This study addresses the growing inefficiency of State-Space Models (SSMs), such as Mamba, on edge devices due to architectural optimizations increasingly tailored for high-throughput cloud platforms. Through a systematic analysis of the evolution from Mamba-1 to Mamba-3, we demonstrate a clear trend toward hyperscale GPU-centric design at the expense of edge-native efficiency and real-time performance. To reconcile this divergence, we introduce the concept of a “hyperscale lottery,” advocating for decoupling cloud-saturated strategies from core SSM architecture to restore edge feasibility. Empirical evaluations—including architectural comparisons, edge latency benchmarks, and parameter-scaling experiments—reveal that Mamba-3 incurs a 28% latency increase on edge hardware at 880 million parameters, rising to 48% for a 15-million-parameter variant, thereby substantiating significant degradation in edge efficiency.
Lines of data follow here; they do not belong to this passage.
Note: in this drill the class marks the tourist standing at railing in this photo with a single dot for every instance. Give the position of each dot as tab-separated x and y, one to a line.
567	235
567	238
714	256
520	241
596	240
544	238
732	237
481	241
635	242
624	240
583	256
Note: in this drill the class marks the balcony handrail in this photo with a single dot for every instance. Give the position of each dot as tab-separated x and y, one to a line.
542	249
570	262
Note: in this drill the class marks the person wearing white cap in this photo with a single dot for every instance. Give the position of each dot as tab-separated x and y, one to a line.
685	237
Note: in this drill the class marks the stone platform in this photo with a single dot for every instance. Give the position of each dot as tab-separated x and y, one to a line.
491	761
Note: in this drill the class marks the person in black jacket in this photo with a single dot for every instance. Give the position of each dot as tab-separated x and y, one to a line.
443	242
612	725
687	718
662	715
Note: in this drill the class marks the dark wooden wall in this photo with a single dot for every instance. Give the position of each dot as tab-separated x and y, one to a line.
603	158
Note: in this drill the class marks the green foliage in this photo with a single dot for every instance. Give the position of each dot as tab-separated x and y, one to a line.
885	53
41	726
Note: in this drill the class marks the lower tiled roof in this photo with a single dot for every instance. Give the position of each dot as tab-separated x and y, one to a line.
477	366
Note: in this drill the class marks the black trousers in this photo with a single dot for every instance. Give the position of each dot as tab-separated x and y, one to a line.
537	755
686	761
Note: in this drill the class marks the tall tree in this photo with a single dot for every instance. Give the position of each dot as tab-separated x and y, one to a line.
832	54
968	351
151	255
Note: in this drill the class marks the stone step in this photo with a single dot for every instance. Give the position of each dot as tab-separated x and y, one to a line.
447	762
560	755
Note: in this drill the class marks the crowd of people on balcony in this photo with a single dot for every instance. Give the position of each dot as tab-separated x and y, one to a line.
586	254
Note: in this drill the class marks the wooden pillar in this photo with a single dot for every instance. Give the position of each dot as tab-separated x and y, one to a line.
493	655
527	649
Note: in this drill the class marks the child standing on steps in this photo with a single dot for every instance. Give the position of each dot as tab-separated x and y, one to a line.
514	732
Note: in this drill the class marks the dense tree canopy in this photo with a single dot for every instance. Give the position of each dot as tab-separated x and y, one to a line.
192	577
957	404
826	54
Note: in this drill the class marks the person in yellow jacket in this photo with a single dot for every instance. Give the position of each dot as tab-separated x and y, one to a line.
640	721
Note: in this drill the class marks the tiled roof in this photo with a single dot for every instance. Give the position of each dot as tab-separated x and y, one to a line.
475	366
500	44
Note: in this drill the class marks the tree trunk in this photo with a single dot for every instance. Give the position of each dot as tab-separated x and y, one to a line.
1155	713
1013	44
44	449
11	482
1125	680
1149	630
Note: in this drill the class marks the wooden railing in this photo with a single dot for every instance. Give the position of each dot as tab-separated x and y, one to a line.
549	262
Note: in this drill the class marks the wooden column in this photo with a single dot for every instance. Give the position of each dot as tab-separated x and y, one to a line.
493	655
The Hardware Lottery posits that research directions are dictated by available silicon compute platforms. We identify a derivative phenomenon, the Hyperscale Lottery, where model architectures are optimized for cloud throughput at the expense of algorithmic efficiency. While State-Space Models (SSMs) such as Mamba were lauded for their linear complexity, ideal for edge intelligence, their evolution from Mamba-1 to Mamba-3 reveals a systematic divergence from edge-native efficiency. We demonstrate that Mamba-3's architectural changes, designed to saturate hyperscale GPUs, impose a significant edge penalty: a 28% latency increase at 880M parameters, worsening to 48% for 15M-parameter models. We argue for decoupling cloud-scale saturation strategies from core architectural design to preserve the viability of single-user, real-time edge intelligence.